Arafat has been confined to his West Bank headquarters in Ramallah by Israeli tanks for three months. A condition for his release was the arrest of militants who killed a Cabinet minister in October.
‘‘People have been arrested,’’ Sharon said. ‘‘I have said that after they are arrested, we shall let him out of there.’’
Hard-line Tourism Minister Rehavam Zeevi was shot dead in a Jerusalem hotel in October.
Sharon also said he was dropping Israel’s demand for a full seven days without violence before beginning formal truce talks.
The gestures toward the Palestinians appeared likely to cost Sharon the support of the most hawkish wing of his broad-based coalition government.
Cabinet minister Benny Eilon of the National Union bloc said he and fellow minister Avigdor Lieberman would submit their resignations from Sharon’s ruling team tomorrow.
Early today, Israeli tanks and troops entered the West Bank town of Qalqilya from all sides, residents said. The army said they were ‘‘searching for terrorists, weapons and terrorist infrastructure.’’ Similar operations took place in the Deheishe refugee camp next to Bethlehem, they said.

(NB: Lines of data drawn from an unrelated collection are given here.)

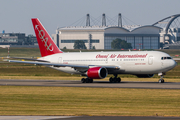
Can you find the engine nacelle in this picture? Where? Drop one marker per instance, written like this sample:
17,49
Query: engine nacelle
97,73
145,75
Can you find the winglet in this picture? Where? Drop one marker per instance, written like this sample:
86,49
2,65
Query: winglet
46,44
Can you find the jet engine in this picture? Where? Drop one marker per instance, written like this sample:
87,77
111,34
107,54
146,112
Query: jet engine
97,73
145,75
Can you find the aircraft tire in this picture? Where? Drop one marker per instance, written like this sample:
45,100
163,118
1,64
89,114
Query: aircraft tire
83,80
161,80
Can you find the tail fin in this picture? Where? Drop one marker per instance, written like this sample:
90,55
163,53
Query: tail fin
46,44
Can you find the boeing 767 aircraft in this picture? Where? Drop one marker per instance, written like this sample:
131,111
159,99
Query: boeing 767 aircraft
97,65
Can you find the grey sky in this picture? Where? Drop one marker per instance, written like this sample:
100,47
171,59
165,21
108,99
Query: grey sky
15,15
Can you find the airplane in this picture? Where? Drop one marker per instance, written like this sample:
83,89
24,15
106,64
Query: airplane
97,65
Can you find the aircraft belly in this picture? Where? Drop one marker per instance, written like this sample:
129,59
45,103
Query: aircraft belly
67,70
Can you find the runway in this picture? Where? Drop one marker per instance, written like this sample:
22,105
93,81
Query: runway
85,118
95,84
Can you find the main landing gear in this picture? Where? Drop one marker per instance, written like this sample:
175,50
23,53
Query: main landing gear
115,79
161,80
86,80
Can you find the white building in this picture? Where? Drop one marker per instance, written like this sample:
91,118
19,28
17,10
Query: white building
141,37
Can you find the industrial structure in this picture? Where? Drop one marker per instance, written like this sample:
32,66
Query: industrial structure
100,37
17,39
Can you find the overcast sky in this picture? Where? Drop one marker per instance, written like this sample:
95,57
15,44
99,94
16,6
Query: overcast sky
15,15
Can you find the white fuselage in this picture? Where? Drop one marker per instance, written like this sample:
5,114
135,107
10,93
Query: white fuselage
129,62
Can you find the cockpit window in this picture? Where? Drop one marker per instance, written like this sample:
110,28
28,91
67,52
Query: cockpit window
164,58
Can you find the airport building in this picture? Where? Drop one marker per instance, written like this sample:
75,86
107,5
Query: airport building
17,39
100,37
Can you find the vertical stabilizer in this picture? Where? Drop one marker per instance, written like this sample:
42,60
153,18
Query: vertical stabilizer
45,42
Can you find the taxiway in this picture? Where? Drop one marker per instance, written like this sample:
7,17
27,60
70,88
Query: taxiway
95,84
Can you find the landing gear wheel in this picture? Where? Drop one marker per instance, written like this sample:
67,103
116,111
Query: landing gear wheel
86,80
161,80
115,80
83,80
118,80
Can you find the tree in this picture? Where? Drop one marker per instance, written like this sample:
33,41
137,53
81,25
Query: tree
119,44
79,44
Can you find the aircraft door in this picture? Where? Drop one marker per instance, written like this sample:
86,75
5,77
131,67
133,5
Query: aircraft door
150,60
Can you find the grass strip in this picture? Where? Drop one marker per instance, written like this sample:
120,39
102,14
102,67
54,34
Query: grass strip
79,78
29,100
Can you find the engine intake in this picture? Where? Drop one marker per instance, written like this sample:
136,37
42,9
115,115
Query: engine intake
145,75
97,73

Israeli warplanes and helicopters pounded Palestinian buildings in the West Bank and Gaza Strip yesterday, after two Palestinian attacks the day before that killed 13 Israelis.

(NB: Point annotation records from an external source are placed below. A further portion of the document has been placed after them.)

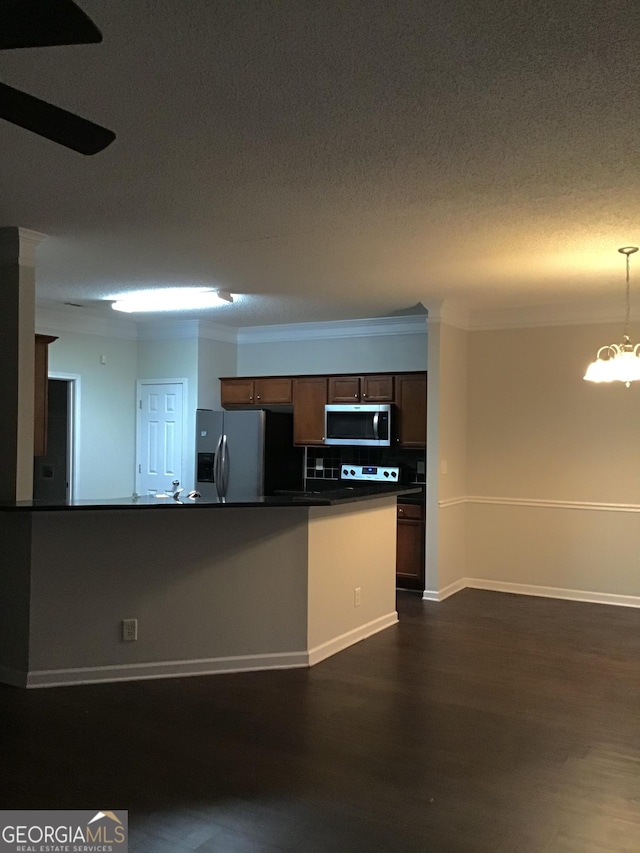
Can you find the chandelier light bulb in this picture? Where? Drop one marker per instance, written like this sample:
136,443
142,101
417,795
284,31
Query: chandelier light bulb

Yesterday in the Gaza Strip, a Palestinian gunman shot and killed a soldier guarding a Jewish settlement before another soldier shot the assailant dead.
Also yesterday, Israeli police shot and killed a Palestinian at a roadblock north of Jerusalem.
Police said he ignored orders to halt. They said they found an assault rifle, ammunition and hand grenades in a large bag he was carrying.
Casualties have increased sharply on both sides through two weeks of rapidly escalating violence.
US President George Bush said he would send special envoy Anthony Zinni back for a third attempt at achieving a truce, and US Secretary of State Colin Powell said he would not be deterred by the violence.
Zinni is ‘‘going to stay in the region and fight his way through this,’’ Powell said. The envoy’s two previous missions faltered in crescendos of violence that accompanied his talks.
Also heading for the region was US Vice President Dick Cheney, who planned to visit nine Arab countries and Israel after meeting British Prime Minister Tony Balir in London today.
Cheney will discuss Palestinian-Israeli violence ‘‘at every stop,’’ Powell said, though the Vice President’s main mission is said to be sounding out Arab support for an offensive on Iraq as part of the US-led war on terror.
In Egypt, meanwhile, Saudi Arabia’s Foreign Minister Saud al-Faisal offered Israel ‘‘complete peace from Arab nations’’ in exchange for Israeli withdrawal from Arab lands captured in 1967, and the creation of an independent Palestine with Jerusalem as its capital.
Al-Faisal, who spoke after meeting Egyptian President Hosni Mubarak, offered the most detailed Saudi comments on the kingdom’s overture to Israel since it was first made public last month. Israel has expressed strong reservations, but said it is willing to explore the proposal.